Quando l’amica ascoltava qualcosa che non le
piaceva, faceva sempre finta di non aver inteso.
“Vuoi
che ti faccia lo spelling?”, disse, provocandola. Si
stava divertendo un mondo a vedere le facce stranite che la mora stava
facendo
in quel momento.
“Sì,
grazie!”
“Allora...
io sono innamorata di... M-A-M-O-R-U!
Mamoru! È
semplice,
suvvia!”
Makoto sperava
di aver ascoltato male. Invece no. Aveva
capito benissimo.
“Ma..
ma Usa! Sei impazzita?”
La ragazza non
poteva credere alle sue orecchie. Aveva il
sospetto, ma sperava di essersi sbagliata.
“Sì,
effettivamente sono proprio pazza. Ma è così. Lo
amo.”
La biondina
guardava la cuoca con fermezza. Non era stato facile
per lei svuotare il sacco.
“Ma
Usa-chan tu stai con Seiya!”
La mora aveva
scosso la testa. Era davvero un problema. Come
poteva essere così egoista? Come poteva non pensare al
cantante?
“Lo
so, ma vedi Mamoru mi ha davvero rubato il cuore e ora
non so come fare! Faccio finta di niente con Seiya... faccio finta che
con lui
sia tutto normale. Quando mi telefona e mi rivela che gli manco, gli
dico anche
io che lui manca a me, ma... ma non è così! Non
è così e io non posso certo dirgli
Seiya io non amo te... non posso
spezzargli il cuore... e la carriera! Lo conosci, farebbe pazzie per
me. Non
voglio mandare all’aria il sogno di una vita! E non posso
parlargli di Mamo, dell’amore
che provo per lui. Lo odierebbe e io non voglio rovinare la loro
amicizia.
Allora gli mento, lo riempio di bugie. Prendo in giro anche me stessa
perché io
voglio Mamoru, voglio stare insieme a lui, ma non posso.”
Il pianto appena
celato tornò a rigarle il volto candido, ma
pallido.
“Scusa
Mako, non riesco a trattenermi. Oggi lui mi ha fatto
capire che mi odia. Mi ha trattato con una freddezza inusuale. Una
volta mi
avrebbe chiamata Usako. Questo mi rendeva felice, speciale
perché erano le sue
labbra a pronunciarlo. Ora invece dovrò accontentarmi del
solito Usagi, il mio
solito stupido nome. Sono sicura che non vuole più saperne
di me.”
La mora era
rimasta di sasso. Quelle parole pronunciate con
tanta sincerità racchiudevano un dolore che non avrebbe mai
potuto capire. E
lei cosa aveva fatto per aiutarla? Niente, un bel niente.
L’aveva solamente
giudicata. La stava giudicando fino a un attimo prima. Si vergognava di
sé
stessa.
“So
come la pensi, Mako. So che vuoi bene a Seiya e anche io,
credimi.
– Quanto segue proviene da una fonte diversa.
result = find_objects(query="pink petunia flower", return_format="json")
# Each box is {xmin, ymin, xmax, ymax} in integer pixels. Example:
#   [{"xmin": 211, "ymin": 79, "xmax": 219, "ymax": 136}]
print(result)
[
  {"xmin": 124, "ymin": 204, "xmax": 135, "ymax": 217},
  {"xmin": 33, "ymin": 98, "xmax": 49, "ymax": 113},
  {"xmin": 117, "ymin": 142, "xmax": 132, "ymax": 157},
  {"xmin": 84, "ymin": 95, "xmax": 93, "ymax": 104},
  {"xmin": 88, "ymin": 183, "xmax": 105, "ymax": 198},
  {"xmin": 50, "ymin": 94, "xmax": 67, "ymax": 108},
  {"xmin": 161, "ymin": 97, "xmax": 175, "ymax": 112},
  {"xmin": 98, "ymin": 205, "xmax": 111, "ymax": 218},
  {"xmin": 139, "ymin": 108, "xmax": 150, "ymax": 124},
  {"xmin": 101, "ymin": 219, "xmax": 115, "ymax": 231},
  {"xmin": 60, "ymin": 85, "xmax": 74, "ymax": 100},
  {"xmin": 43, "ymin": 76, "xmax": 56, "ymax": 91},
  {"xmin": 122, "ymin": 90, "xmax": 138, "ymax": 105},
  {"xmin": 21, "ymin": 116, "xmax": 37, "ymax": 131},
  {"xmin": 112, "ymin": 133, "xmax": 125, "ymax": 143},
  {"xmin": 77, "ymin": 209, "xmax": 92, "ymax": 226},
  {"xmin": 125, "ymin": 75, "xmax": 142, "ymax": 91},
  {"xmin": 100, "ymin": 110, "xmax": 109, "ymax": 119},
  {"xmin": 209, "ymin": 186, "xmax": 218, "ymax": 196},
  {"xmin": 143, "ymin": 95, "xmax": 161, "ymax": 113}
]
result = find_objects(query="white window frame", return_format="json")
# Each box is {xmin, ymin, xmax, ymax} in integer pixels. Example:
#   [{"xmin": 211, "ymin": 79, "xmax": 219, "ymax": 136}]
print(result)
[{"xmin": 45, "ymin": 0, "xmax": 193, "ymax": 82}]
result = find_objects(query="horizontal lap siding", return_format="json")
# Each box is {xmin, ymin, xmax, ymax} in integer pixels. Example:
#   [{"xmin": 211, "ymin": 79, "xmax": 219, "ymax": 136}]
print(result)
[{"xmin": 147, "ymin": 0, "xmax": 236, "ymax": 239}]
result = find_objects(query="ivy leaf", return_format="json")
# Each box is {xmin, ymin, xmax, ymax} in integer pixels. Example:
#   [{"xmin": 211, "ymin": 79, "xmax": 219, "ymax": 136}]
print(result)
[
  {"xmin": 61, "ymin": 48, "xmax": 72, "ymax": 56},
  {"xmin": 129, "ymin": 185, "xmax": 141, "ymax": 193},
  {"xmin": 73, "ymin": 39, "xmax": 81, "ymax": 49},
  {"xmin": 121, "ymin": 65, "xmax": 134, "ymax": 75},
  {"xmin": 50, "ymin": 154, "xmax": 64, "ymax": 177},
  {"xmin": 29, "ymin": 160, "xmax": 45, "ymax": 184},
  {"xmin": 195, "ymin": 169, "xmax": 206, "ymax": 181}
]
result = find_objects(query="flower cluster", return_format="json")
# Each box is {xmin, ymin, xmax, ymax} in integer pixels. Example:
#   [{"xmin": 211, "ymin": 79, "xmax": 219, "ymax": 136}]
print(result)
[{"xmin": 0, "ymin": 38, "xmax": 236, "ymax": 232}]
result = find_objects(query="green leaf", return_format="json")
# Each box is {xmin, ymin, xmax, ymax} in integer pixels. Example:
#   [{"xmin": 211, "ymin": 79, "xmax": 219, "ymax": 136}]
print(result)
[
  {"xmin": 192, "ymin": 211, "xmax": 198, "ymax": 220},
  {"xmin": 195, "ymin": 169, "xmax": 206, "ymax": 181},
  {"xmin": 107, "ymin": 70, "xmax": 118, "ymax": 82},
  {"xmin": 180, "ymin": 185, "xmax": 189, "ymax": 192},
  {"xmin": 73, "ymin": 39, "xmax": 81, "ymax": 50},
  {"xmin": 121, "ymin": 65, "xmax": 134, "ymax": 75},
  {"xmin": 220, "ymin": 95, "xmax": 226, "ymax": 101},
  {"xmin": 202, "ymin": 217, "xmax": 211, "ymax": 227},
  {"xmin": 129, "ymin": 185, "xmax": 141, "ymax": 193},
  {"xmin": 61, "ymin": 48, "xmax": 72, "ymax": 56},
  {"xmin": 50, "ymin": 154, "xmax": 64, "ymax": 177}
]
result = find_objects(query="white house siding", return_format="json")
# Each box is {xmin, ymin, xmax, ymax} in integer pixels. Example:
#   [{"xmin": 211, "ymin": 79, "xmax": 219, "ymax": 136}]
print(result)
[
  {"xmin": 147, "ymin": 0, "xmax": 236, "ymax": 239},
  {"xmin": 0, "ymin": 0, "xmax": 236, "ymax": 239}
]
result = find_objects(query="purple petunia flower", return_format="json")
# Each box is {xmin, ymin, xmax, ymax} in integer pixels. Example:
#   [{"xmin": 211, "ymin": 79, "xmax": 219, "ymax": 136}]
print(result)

Ma non lo amo. Io amo Mamoru. Lo amo più di ogni
cosa al mondo. Non so
perché, ma sento di appartenere a lui da una vita.”
“Oh,
Usagi...”
La cuoca stava
per commuoversi. Odiava quel lato del suo
carattere. La rude e forte Makoto si scioglieva alla vista di amori
tormentati.
Prima Mamo, ora Usa. Era davvero troppo per le sue coronarie.
Si
inginocchiò davanti alla biondina e le prese le mani.
“Usa,
calmati e rifletti un attimo. Tu mi hai rivelato che
Mamoru si è dichiarato a te, quindi come può
odiarti ora?”
La ragazza
cercava di farle forza ed Usagi lo apprezzava
tantissimo. Ringraziava il cielo per avere una amica come Mako-chan.
“Non
ti odia affatto!”
Motoki era
entrato in stanza, non aspettato.
“Perdonatemi,
ma non ho potuto fare a meno di sentire quello
che stavate dicendo!”, rivelò facendo una
linguaccia alla moglie che lo stava
maledicendo con lo sguardo.
“Quando
ti toglierai il brutto vizio di origliare le
conversazioni degli altri?”, lo accusò, stizzita,
Makoto.
“Eddai,
amore! Non ho mica ucciso nessuno!”
Il proprietario
del Crown cercava di difendersi come poteva.
Sapeva che la sua consorte
era un osso
duro da affrontare. Quest’ultima si era infatti sollevata da
terra, lasciando
andare le mani dell’amica e avanzando minacciosa verso di lui.
“Dici
davvero, baka?”
Adesso lo stava
sfidando, tirandogli il grembiule appuntato
al collo.
“Addirittura
baka
mi chiami? Non me lo merito questo trattamento da te! Che razza di
moglie
sei?”, si lamentò il ragazzo.
“Ahahahahahahahahahahahahahahahahah!”
Una risata
fragorosa li distolse dal loro strano litigio.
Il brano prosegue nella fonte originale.